= Fly By Jing =

Brand of chili crisp

Fly By Jing is a brand of chili crisp created by American entrepreneur Jing Gao.

== History ==
Founder Jing Gao, who had worked as a brand manager at Procter & Gamble, became interested in a culinary career after moving back to China to work in technology. After switching careers she launched a restaurant in Shanghai before moving to California to open Fly By Jing as a direct-to-consumer business. Gao opened a Kickstarter for the brand in 2018. In 2020, as the COVID-19 pandemic increased interest in home cooking, a feature story in the New York Times about chili crisp that mentioned Gao and Fly By Jing resulted in an increase in sales.

In 2024, Fly By Jing partnered with Mixt Greens to create a salad featuring Original Sichuan Chili Crisp.

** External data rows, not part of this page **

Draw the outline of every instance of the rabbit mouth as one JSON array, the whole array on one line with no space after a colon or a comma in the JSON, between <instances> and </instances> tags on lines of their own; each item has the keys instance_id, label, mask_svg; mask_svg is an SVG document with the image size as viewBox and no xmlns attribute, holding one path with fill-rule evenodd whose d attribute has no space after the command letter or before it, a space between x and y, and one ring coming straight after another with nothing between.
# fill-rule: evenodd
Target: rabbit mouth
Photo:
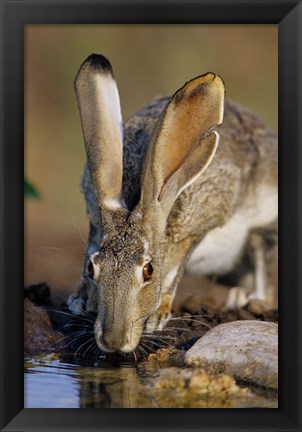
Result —
<instances>
[{"instance_id":1,"label":"rabbit mouth","mask_svg":"<svg viewBox=\"0 0 302 432\"><path fill-rule=\"evenodd\" d=\"M131 343L127 342L124 346L122 347L108 347L105 346L104 343L102 343L100 340L98 340L98 338L96 338L96 343L98 345L98 347L100 348L101 351L107 352L107 353L120 353L120 354L129 354L132 351L135 350L136 346L131 345Z\"/></svg>"},{"instance_id":2,"label":"rabbit mouth","mask_svg":"<svg viewBox=\"0 0 302 432\"><path fill-rule=\"evenodd\" d=\"M114 337L113 335L104 335L102 332L95 333L95 341L100 350L107 353L127 354L135 350L139 343L128 337Z\"/></svg>"}]
</instances>

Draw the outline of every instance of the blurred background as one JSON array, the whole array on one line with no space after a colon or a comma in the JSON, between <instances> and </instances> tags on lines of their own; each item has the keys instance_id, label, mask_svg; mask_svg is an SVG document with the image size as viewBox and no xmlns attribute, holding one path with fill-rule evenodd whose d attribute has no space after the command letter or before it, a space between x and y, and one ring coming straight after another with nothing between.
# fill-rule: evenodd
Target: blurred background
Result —
<instances>
[{"instance_id":1,"label":"blurred background","mask_svg":"<svg viewBox=\"0 0 302 432\"><path fill-rule=\"evenodd\" d=\"M88 232L73 79L91 53L110 60L124 119L213 71L228 98L278 124L277 25L27 25L25 175L39 199L25 201L25 285L46 281L63 296L79 279Z\"/></svg>"}]
</instances>

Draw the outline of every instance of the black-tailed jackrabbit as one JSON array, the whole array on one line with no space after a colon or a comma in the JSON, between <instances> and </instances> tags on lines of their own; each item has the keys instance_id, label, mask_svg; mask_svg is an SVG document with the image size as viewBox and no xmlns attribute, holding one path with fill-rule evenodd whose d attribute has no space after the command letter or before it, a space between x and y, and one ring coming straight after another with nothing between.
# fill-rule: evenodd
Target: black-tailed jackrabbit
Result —
<instances>
[{"instance_id":1,"label":"black-tailed jackrabbit","mask_svg":"<svg viewBox=\"0 0 302 432\"><path fill-rule=\"evenodd\" d=\"M134 350L144 328L152 332L169 320L185 269L223 275L247 250L253 289L233 288L228 307L265 299L277 232L275 134L225 102L224 83L211 72L172 98L152 101L124 127L106 58L87 58L75 90L90 235L81 283L68 304L74 313L97 313L98 346Z\"/></svg>"}]
</instances>

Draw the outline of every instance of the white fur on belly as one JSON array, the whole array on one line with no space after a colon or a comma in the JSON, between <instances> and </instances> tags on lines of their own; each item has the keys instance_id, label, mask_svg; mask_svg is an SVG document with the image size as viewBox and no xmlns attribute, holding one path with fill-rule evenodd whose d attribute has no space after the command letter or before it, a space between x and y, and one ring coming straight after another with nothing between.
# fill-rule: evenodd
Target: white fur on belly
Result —
<instances>
[{"instance_id":1,"label":"white fur on belly","mask_svg":"<svg viewBox=\"0 0 302 432\"><path fill-rule=\"evenodd\" d=\"M194 249L187 271L195 275L225 274L234 267L245 245L248 230L240 215L214 228Z\"/></svg>"},{"instance_id":2,"label":"white fur on belly","mask_svg":"<svg viewBox=\"0 0 302 432\"><path fill-rule=\"evenodd\" d=\"M265 227L278 215L276 190L262 187L253 197L249 196L241 207L222 227L208 232L194 249L187 271L195 275L222 275L231 271L245 246L250 230Z\"/></svg>"}]
</instances>

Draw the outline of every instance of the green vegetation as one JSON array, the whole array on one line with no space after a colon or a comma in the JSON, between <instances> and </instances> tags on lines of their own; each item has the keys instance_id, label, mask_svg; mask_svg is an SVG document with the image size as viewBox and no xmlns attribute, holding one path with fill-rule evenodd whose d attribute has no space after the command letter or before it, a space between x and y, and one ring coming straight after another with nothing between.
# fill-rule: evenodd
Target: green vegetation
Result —
<instances>
[{"instance_id":1,"label":"green vegetation","mask_svg":"<svg viewBox=\"0 0 302 432\"><path fill-rule=\"evenodd\" d=\"M24 198L40 198L35 186L33 186L26 178L24 179Z\"/></svg>"}]
</instances>

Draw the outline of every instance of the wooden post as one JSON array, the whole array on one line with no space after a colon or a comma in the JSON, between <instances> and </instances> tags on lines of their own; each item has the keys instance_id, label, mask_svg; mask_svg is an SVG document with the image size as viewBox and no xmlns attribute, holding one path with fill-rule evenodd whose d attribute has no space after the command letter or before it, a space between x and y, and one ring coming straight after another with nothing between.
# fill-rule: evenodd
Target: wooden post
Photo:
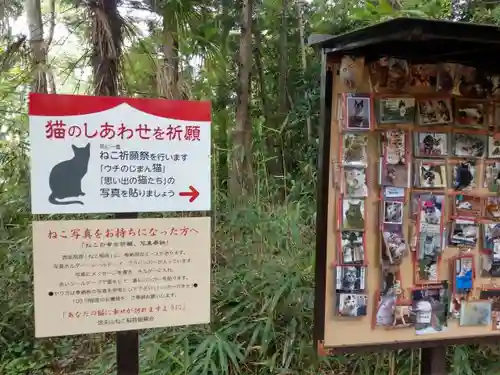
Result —
<instances>
[{"instance_id":1,"label":"wooden post","mask_svg":"<svg viewBox=\"0 0 500 375\"><path fill-rule=\"evenodd\" d=\"M137 212L116 213L115 219L137 219ZM139 375L139 331L116 332L117 375Z\"/></svg>"},{"instance_id":2,"label":"wooden post","mask_svg":"<svg viewBox=\"0 0 500 375\"><path fill-rule=\"evenodd\" d=\"M423 348L420 363L420 375L447 375L446 346Z\"/></svg>"}]
</instances>

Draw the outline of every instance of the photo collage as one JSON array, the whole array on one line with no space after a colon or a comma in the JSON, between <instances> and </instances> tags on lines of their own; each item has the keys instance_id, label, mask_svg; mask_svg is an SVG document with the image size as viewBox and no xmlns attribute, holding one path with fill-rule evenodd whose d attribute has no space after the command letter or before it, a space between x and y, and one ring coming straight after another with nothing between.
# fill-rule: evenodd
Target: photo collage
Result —
<instances>
[{"instance_id":1,"label":"photo collage","mask_svg":"<svg viewBox=\"0 0 500 375\"><path fill-rule=\"evenodd\" d=\"M373 329L417 335L443 332L449 319L500 329L500 288L482 283L500 277L500 98L482 86L488 77L457 64L344 59L358 70L340 69L349 92L335 99L336 315L373 311ZM357 89L365 67L370 92ZM378 179L367 178L369 158ZM366 201L373 191L378 207ZM376 266L366 252L370 210L378 210ZM411 285L403 285L403 262L412 265ZM368 285L368 272L380 272L380 285Z\"/></svg>"}]
</instances>

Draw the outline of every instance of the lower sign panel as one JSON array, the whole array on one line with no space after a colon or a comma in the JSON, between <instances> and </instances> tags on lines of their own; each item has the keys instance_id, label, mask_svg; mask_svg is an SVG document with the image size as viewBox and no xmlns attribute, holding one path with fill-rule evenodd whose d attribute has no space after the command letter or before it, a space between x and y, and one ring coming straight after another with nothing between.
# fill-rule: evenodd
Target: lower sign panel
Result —
<instances>
[{"instance_id":1,"label":"lower sign panel","mask_svg":"<svg viewBox=\"0 0 500 375\"><path fill-rule=\"evenodd\" d=\"M35 336L210 322L209 217L33 222Z\"/></svg>"}]
</instances>

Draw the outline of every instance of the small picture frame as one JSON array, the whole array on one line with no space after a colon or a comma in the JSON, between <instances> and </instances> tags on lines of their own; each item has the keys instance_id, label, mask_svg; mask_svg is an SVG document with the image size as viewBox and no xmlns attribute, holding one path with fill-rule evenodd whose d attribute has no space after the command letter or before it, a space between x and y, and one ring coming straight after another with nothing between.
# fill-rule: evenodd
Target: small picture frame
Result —
<instances>
[{"instance_id":1,"label":"small picture frame","mask_svg":"<svg viewBox=\"0 0 500 375\"><path fill-rule=\"evenodd\" d=\"M479 217L482 214L483 201L481 197L457 194L451 197L453 217Z\"/></svg>"},{"instance_id":2,"label":"small picture frame","mask_svg":"<svg viewBox=\"0 0 500 375\"><path fill-rule=\"evenodd\" d=\"M341 163L344 166L368 165L368 137L364 133L342 134Z\"/></svg>"},{"instance_id":3,"label":"small picture frame","mask_svg":"<svg viewBox=\"0 0 500 375\"><path fill-rule=\"evenodd\" d=\"M500 159L500 137L488 136L488 159Z\"/></svg>"},{"instance_id":4,"label":"small picture frame","mask_svg":"<svg viewBox=\"0 0 500 375\"><path fill-rule=\"evenodd\" d=\"M451 188L455 191L471 191L476 184L476 161L461 160L451 168Z\"/></svg>"},{"instance_id":5,"label":"small picture frame","mask_svg":"<svg viewBox=\"0 0 500 375\"><path fill-rule=\"evenodd\" d=\"M455 219L451 222L451 246L465 245L476 247L478 238L478 225L474 220Z\"/></svg>"},{"instance_id":6,"label":"small picture frame","mask_svg":"<svg viewBox=\"0 0 500 375\"><path fill-rule=\"evenodd\" d=\"M474 284L474 257L458 256L453 259L454 291L466 294L472 291Z\"/></svg>"},{"instance_id":7,"label":"small picture frame","mask_svg":"<svg viewBox=\"0 0 500 375\"><path fill-rule=\"evenodd\" d=\"M437 64L410 65L410 91L435 92L437 86Z\"/></svg>"},{"instance_id":8,"label":"small picture frame","mask_svg":"<svg viewBox=\"0 0 500 375\"><path fill-rule=\"evenodd\" d=\"M460 305L460 326L491 326L491 301L462 301Z\"/></svg>"},{"instance_id":9,"label":"small picture frame","mask_svg":"<svg viewBox=\"0 0 500 375\"><path fill-rule=\"evenodd\" d=\"M412 311L417 335L435 334L448 326L449 295L447 288L415 288L412 290Z\"/></svg>"},{"instance_id":10,"label":"small picture frame","mask_svg":"<svg viewBox=\"0 0 500 375\"><path fill-rule=\"evenodd\" d=\"M446 164L439 160L417 160L415 186L424 189L446 187Z\"/></svg>"},{"instance_id":11,"label":"small picture frame","mask_svg":"<svg viewBox=\"0 0 500 375\"><path fill-rule=\"evenodd\" d=\"M358 292L366 287L366 268L361 266L337 266L336 284L337 292Z\"/></svg>"},{"instance_id":12,"label":"small picture frame","mask_svg":"<svg viewBox=\"0 0 500 375\"><path fill-rule=\"evenodd\" d=\"M455 125L463 128L486 129L487 103L477 100L455 100Z\"/></svg>"},{"instance_id":13,"label":"small picture frame","mask_svg":"<svg viewBox=\"0 0 500 375\"><path fill-rule=\"evenodd\" d=\"M365 229L365 201L342 199L342 229Z\"/></svg>"},{"instance_id":14,"label":"small picture frame","mask_svg":"<svg viewBox=\"0 0 500 375\"><path fill-rule=\"evenodd\" d=\"M419 232L441 236L444 217L444 195L420 196L418 209Z\"/></svg>"},{"instance_id":15,"label":"small picture frame","mask_svg":"<svg viewBox=\"0 0 500 375\"><path fill-rule=\"evenodd\" d=\"M383 201L384 224L403 224L404 206L402 201L386 200Z\"/></svg>"},{"instance_id":16,"label":"small picture frame","mask_svg":"<svg viewBox=\"0 0 500 375\"><path fill-rule=\"evenodd\" d=\"M377 123L410 124L415 121L415 98L387 97L376 101Z\"/></svg>"},{"instance_id":17,"label":"small picture frame","mask_svg":"<svg viewBox=\"0 0 500 375\"><path fill-rule=\"evenodd\" d=\"M344 230L340 232L339 240L339 259L342 265L359 265L365 262L364 232Z\"/></svg>"},{"instance_id":18,"label":"small picture frame","mask_svg":"<svg viewBox=\"0 0 500 375\"><path fill-rule=\"evenodd\" d=\"M393 186L385 186L382 192L384 199L404 198L405 189Z\"/></svg>"},{"instance_id":19,"label":"small picture frame","mask_svg":"<svg viewBox=\"0 0 500 375\"><path fill-rule=\"evenodd\" d=\"M453 121L450 98L420 100L417 108L418 125L447 125Z\"/></svg>"},{"instance_id":20,"label":"small picture frame","mask_svg":"<svg viewBox=\"0 0 500 375\"><path fill-rule=\"evenodd\" d=\"M442 94L451 94L454 85L456 65L441 63L438 66L437 91Z\"/></svg>"},{"instance_id":21,"label":"small picture frame","mask_svg":"<svg viewBox=\"0 0 500 375\"><path fill-rule=\"evenodd\" d=\"M388 164L381 158L379 182L382 186L407 188L410 185L410 165Z\"/></svg>"},{"instance_id":22,"label":"small picture frame","mask_svg":"<svg viewBox=\"0 0 500 375\"><path fill-rule=\"evenodd\" d=\"M410 70L406 60L384 56L368 68L375 92L402 92L408 85Z\"/></svg>"},{"instance_id":23,"label":"small picture frame","mask_svg":"<svg viewBox=\"0 0 500 375\"><path fill-rule=\"evenodd\" d=\"M366 294L337 294L337 313L344 317L359 317L367 315L368 296Z\"/></svg>"},{"instance_id":24,"label":"small picture frame","mask_svg":"<svg viewBox=\"0 0 500 375\"><path fill-rule=\"evenodd\" d=\"M370 95L345 94L345 129L368 131L372 127L372 101Z\"/></svg>"},{"instance_id":25,"label":"small picture frame","mask_svg":"<svg viewBox=\"0 0 500 375\"><path fill-rule=\"evenodd\" d=\"M484 223L483 251L493 254L493 260L500 263L500 223Z\"/></svg>"},{"instance_id":26,"label":"small picture frame","mask_svg":"<svg viewBox=\"0 0 500 375\"><path fill-rule=\"evenodd\" d=\"M408 133L388 130L381 134L383 161L391 165L407 164Z\"/></svg>"},{"instance_id":27,"label":"small picture frame","mask_svg":"<svg viewBox=\"0 0 500 375\"><path fill-rule=\"evenodd\" d=\"M426 158L443 158L448 156L448 134L415 133L415 156Z\"/></svg>"},{"instance_id":28,"label":"small picture frame","mask_svg":"<svg viewBox=\"0 0 500 375\"><path fill-rule=\"evenodd\" d=\"M363 167L344 167L342 193L346 197L363 198L368 196L366 169Z\"/></svg>"},{"instance_id":29,"label":"small picture frame","mask_svg":"<svg viewBox=\"0 0 500 375\"><path fill-rule=\"evenodd\" d=\"M479 299L491 301L493 329L500 330L500 289L483 289Z\"/></svg>"},{"instance_id":30,"label":"small picture frame","mask_svg":"<svg viewBox=\"0 0 500 375\"><path fill-rule=\"evenodd\" d=\"M500 197L486 197L485 215L492 220L500 220Z\"/></svg>"},{"instance_id":31,"label":"small picture frame","mask_svg":"<svg viewBox=\"0 0 500 375\"><path fill-rule=\"evenodd\" d=\"M500 162L484 163L484 184L490 193L500 192Z\"/></svg>"},{"instance_id":32,"label":"small picture frame","mask_svg":"<svg viewBox=\"0 0 500 375\"><path fill-rule=\"evenodd\" d=\"M403 233L384 231L382 237L382 261L391 265L401 264L408 254L408 245Z\"/></svg>"},{"instance_id":33,"label":"small picture frame","mask_svg":"<svg viewBox=\"0 0 500 375\"><path fill-rule=\"evenodd\" d=\"M482 158L486 154L486 136L452 133L453 155L459 158Z\"/></svg>"}]
</instances>

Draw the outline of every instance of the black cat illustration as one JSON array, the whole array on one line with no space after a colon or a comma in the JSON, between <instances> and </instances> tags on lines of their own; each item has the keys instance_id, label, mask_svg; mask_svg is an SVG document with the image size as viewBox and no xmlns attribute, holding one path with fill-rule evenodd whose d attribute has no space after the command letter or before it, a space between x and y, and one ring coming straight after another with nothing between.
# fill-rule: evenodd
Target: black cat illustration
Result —
<instances>
[{"instance_id":1,"label":"black cat illustration","mask_svg":"<svg viewBox=\"0 0 500 375\"><path fill-rule=\"evenodd\" d=\"M52 191L49 202L52 204L83 204L73 200L59 202L58 199L83 197L82 179L87 174L90 159L90 143L85 147L71 145L75 156L56 164L50 171L49 186Z\"/></svg>"}]
</instances>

In 2025 the company transitioned away from the direct-to-consumer model with a new focus on retail. They collaborated with Frankie Gaw to launch a chili crisp ketchup. Also in 2025 they launched a packaged dried noodle with a soy sauce, initially available at Costco. For Christmas 2025 they offered a chili crisp advent calendar.

== Use ==
Jing Gao, the proprietor of artisan chili crisp company Fly By Jing, called topping ice cream with the condiment an example of dark cuisine, a term used on the Chinese internet for bizarre food combinations.